At the time, all of this was satire. Guns in school? Suicide bomber teens? Boys in trench coats hoarding arsenals? Considering the 2018 landscape, it’s possible an even darker reboot could have worked, but it would have to be handled delicately. Paramount, instead, took the opposite approach.

Because the world has changed a lot since the 1980s, politically and culturally. Fat shaming, gay-baiting and bigoted behavior is no longer tolerated the way it once was. In the show’s retelling, this progressive swing of the pendulum has magically made the once trampled underdogs the queens of the school, and the white, heterosexual rich kids are somehow the downtrodden. Our new Heathers are a plus-sized “fashionista” obsessed with her Instagram (Melanie Field), an African-American lesbian (Jasmine Mathews) and a genderqueer elitist (Brendan Scannell). Meanwhile, Veronica (Grace Victoria Cox), now a blonde-haired, blue-eyed prep, is shamed for being too normal.
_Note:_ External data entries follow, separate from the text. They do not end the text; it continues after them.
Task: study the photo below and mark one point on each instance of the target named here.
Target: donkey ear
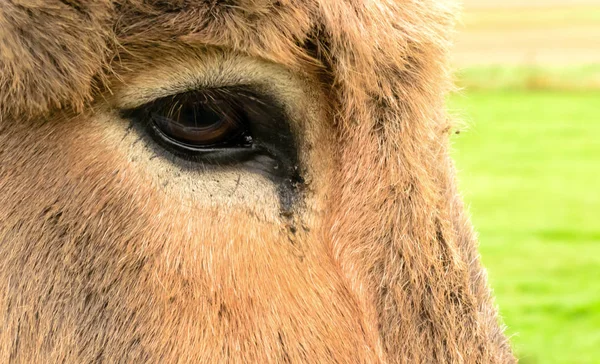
(50, 51)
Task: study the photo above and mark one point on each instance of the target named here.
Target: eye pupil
(195, 121)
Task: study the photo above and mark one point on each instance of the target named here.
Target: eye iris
(198, 122)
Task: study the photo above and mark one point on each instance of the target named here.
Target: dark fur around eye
(223, 127)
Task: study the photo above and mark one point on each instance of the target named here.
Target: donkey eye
(221, 127)
(199, 121)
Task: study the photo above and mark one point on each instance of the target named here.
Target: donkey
(234, 181)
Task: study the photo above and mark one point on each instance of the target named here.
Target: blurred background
(528, 157)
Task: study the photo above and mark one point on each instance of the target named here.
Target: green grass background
(529, 169)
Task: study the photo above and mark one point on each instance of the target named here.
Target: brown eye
(200, 121)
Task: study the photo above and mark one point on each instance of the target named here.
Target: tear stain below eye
(276, 161)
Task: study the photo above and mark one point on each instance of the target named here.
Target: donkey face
(233, 181)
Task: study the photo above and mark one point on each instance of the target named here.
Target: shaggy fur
(99, 262)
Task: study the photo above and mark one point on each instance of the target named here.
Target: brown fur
(107, 254)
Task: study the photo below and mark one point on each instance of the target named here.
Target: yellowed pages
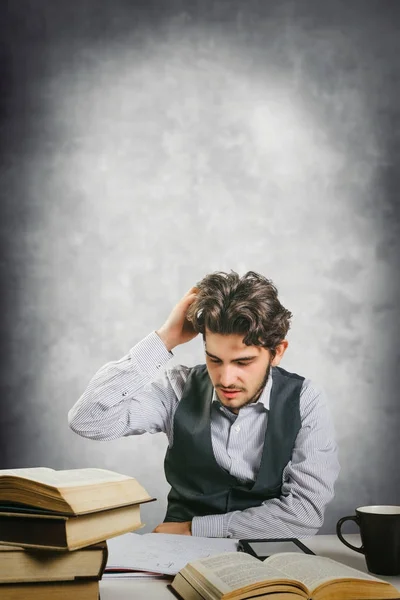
(314, 571)
(231, 571)
(67, 478)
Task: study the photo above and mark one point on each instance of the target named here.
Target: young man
(251, 447)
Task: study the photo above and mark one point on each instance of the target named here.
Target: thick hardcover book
(22, 565)
(65, 590)
(62, 532)
(71, 492)
(282, 576)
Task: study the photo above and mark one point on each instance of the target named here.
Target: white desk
(144, 589)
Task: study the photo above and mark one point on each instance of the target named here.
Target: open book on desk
(283, 576)
(160, 552)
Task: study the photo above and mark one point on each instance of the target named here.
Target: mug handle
(340, 536)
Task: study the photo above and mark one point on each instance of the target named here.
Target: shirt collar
(265, 394)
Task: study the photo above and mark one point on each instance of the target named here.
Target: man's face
(238, 372)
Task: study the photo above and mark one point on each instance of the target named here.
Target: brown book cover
(61, 532)
(70, 492)
(22, 565)
(65, 590)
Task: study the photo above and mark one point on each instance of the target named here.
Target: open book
(71, 492)
(283, 576)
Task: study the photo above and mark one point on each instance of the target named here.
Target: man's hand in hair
(177, 329)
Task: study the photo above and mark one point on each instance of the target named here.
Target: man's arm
(308, 484)
(130, 396)
(133, 395)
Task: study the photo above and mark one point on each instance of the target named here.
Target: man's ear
(280, 351)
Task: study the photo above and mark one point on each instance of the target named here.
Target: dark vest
(199, 486)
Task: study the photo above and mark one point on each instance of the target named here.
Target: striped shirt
(139, 394)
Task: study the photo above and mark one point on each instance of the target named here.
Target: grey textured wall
(145, 144)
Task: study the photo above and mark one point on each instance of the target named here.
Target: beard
(260, 388)
(254, 397)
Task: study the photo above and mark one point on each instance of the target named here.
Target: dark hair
(229, 304)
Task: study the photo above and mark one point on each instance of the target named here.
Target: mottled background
(146, 143)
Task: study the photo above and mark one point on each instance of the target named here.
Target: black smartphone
(262, 548)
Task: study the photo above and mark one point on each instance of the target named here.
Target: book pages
(313, 571)
(67, 478)
(232, 571)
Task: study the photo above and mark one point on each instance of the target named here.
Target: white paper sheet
(161, 552)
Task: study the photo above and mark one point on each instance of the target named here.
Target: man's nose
(226, 377)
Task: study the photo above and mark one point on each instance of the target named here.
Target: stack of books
(54, 526)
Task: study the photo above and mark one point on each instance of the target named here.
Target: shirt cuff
(151, 354)
(210, 526)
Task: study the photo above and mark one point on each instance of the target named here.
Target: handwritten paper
(161, 552)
What was once a mockery of classism and cliques is replaced with identity politics hysteria, turning so-called social justice warriors into creatures who use political correctness to gain power.

What was once a mockery of classism and cliques is replaced with identity politics hysteria, turning so-called social justice warriors into creatures who use political correctness to gain power, and sneer at those who dare to be Christian. Perhaps in smarter, wittier hands, this might have come off as a satire of right-wing fears. Or it could have leaned into the idea that it doesn’t matter which group in high school winds up at the top of the food chain, absolute power always corrupts. But this is not what happened. As Heather Chandler says in the new series: “We're not doing irony anymore. Keep up.”
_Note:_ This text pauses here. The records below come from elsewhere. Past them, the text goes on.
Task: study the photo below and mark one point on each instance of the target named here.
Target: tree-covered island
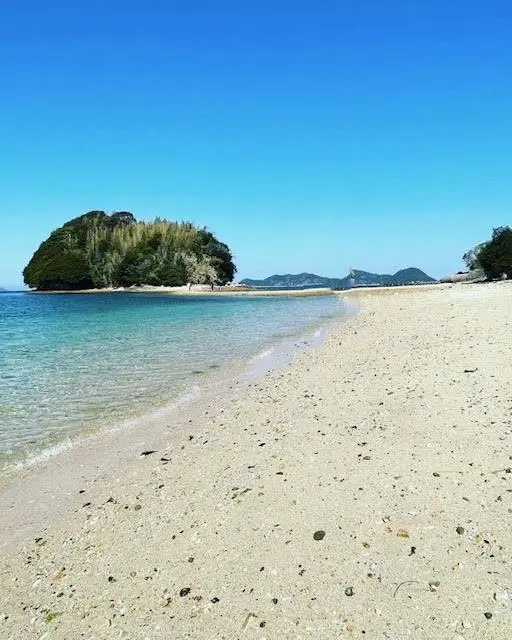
(97, 250)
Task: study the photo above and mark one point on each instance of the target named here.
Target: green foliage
(100, 250)
(495, 257)
(472, 257)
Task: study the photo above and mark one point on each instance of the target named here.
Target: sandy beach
(363, 491)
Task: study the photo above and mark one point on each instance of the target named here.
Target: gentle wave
(72, 364)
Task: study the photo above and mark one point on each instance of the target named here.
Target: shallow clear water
(69, 363)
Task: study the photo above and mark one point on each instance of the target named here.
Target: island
(101, 251)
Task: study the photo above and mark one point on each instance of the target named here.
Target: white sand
(388, 438)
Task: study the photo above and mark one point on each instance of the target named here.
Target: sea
(73, 364)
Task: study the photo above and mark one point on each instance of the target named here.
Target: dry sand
(393, 438)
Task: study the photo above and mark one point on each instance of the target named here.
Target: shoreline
(30, 485)
(198, 290)
(363, 488)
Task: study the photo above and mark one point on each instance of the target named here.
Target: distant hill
(361, 279)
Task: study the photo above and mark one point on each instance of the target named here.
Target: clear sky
(309, 136)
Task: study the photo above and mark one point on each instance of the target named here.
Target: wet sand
(365, 490)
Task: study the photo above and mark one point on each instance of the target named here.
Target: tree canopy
(495, 257)
(98, 250)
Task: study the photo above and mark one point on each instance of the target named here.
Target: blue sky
(309, 136)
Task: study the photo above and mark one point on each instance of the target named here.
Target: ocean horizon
(73, 364)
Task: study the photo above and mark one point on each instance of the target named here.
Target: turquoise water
(70, 363)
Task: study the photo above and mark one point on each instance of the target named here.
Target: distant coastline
(201, 290)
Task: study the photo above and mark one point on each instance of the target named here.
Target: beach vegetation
(495, 257)
(97, 250)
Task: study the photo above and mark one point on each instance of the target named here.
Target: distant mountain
(361, 279)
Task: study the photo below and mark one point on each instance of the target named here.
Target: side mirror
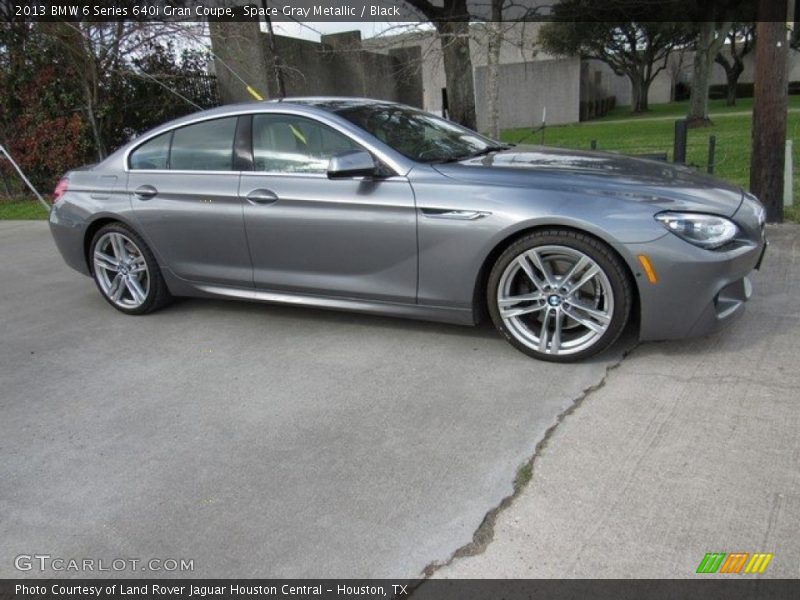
(355, 163)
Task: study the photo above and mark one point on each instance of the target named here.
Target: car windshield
(418, 135)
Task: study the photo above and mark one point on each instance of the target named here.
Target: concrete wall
(527, 88)
(240, 46)
(519, 46)
(335, 66)
(620, 85)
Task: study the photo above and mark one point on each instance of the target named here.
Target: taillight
(60, 190)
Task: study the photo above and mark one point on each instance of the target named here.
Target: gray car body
(418, 243)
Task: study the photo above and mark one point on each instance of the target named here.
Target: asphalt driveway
(254, 440)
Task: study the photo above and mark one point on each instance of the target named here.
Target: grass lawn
(22, 210)
(619, 131)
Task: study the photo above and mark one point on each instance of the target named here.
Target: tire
(126, 272)
(559, 295)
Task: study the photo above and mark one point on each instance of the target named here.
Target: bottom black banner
(374, 589)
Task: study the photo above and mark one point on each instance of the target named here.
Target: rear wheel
(559, 295)
(126, 272)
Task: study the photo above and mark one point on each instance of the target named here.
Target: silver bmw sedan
(366, 205)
Instead the show is perfectly content to feed into the narrative of white victimization, seemingly without awareness of its own message. Veronica and JD (James Scully), now reimagined as a perfectly bland, CW-style heartthrob hero, pick off these fantasy left-wing bullies like they’re starring in some Tomi Lahren version of reality. No wonder The Daily Caller’s writer loved it.
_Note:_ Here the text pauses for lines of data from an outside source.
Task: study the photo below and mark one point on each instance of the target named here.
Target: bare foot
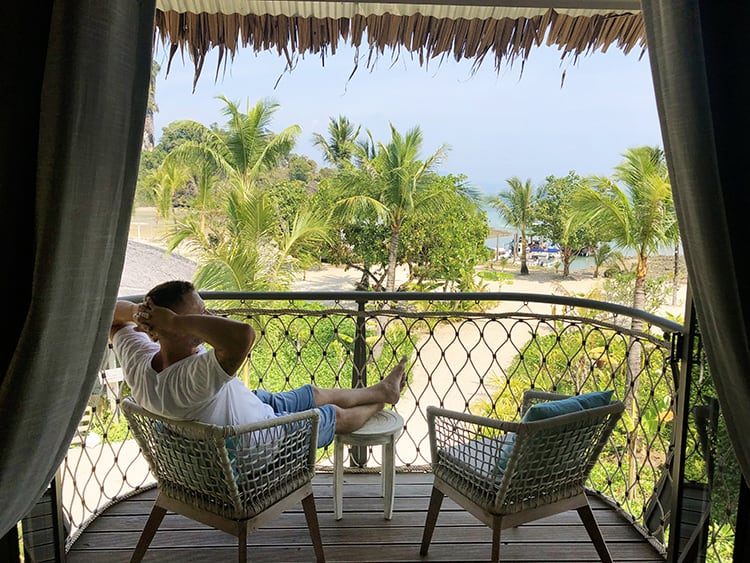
(395, 382)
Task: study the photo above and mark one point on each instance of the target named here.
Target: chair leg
(152, 524)
(497, 529)
(587, 516)
(311, 515)
(242, 542)
(436, 499)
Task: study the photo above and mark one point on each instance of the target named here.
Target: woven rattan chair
(543, 473)
(233, 478)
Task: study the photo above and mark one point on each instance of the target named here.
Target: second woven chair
(510, 473)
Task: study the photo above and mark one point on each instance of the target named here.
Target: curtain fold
(82, 94)
(698, 54)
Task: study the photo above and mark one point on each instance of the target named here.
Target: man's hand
(154, 320)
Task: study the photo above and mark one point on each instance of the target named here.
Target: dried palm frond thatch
(427, 31)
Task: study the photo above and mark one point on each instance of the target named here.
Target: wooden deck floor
(362, 534)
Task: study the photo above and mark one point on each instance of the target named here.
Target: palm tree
(640, 218)
(394, 183)
(164, 183)
(240, 153)
(249, 250)
(151, 108)
(604, 254)
(340, 146)
(516, 208)
(234, 226)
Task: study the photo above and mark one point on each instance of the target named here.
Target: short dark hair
(169, 294)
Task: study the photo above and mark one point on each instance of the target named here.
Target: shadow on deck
(362, 534)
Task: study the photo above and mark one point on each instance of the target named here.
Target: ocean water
(495, 222)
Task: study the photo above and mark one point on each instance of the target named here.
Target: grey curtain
(75, 88)
(699, 51)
All of this happens before the show even gets to the gun violence and suicides, which are handled with such little tact it’s horrifying. Filming a school shooting in the style of a first-person video game is questionable at best. But taking a failed murder (excused as a failed suicide attempt) and having the character turn it into a narrative for self-promotional purposes is incredibly tone-deaf, especially considering the higher rates of self-harm in minority populations.

“Heathers” was originally supposed to debut on March 7th of this year, a foundational part of the primetime lineup for the newly rebranded Paramount Network (previously known as Spike TV.) But then, on February 14, the Parkland shooting happened. Paramount initially did not plan to delay the premiere of the series, but when the embargo lifted on February 26 to scathing reviews, they pulled it from the lineup. “Heathers” was then rescheduled as a July release, as that felt like a month when no school shootings would occur. But even that didn’t work, and by the beginning of June the show was declared permanently shelved.

Exactly what unshelved it four months later is unclear. Perhaps someone decided presenting an “edited” version in a five-night run — in the middle of the fall TV season — was preferable to facing any contractual consequences if it never ran at all. But exactly what was edited isn’t clear either. If the shooting is censored, what does that leave — other than a profound lack of taste? I guess we'll find out.

So far, the series has been lucky in that none of the near-daily mass shootings in this country have reached "stop the news cycle" proportions recently. On the other hand, the show is premiering just as the transgender population finds itself under renewed attack from the Trump administration. Not exactly perfect timing for a show that insists America's LGBTQ youth are the real high school bullies.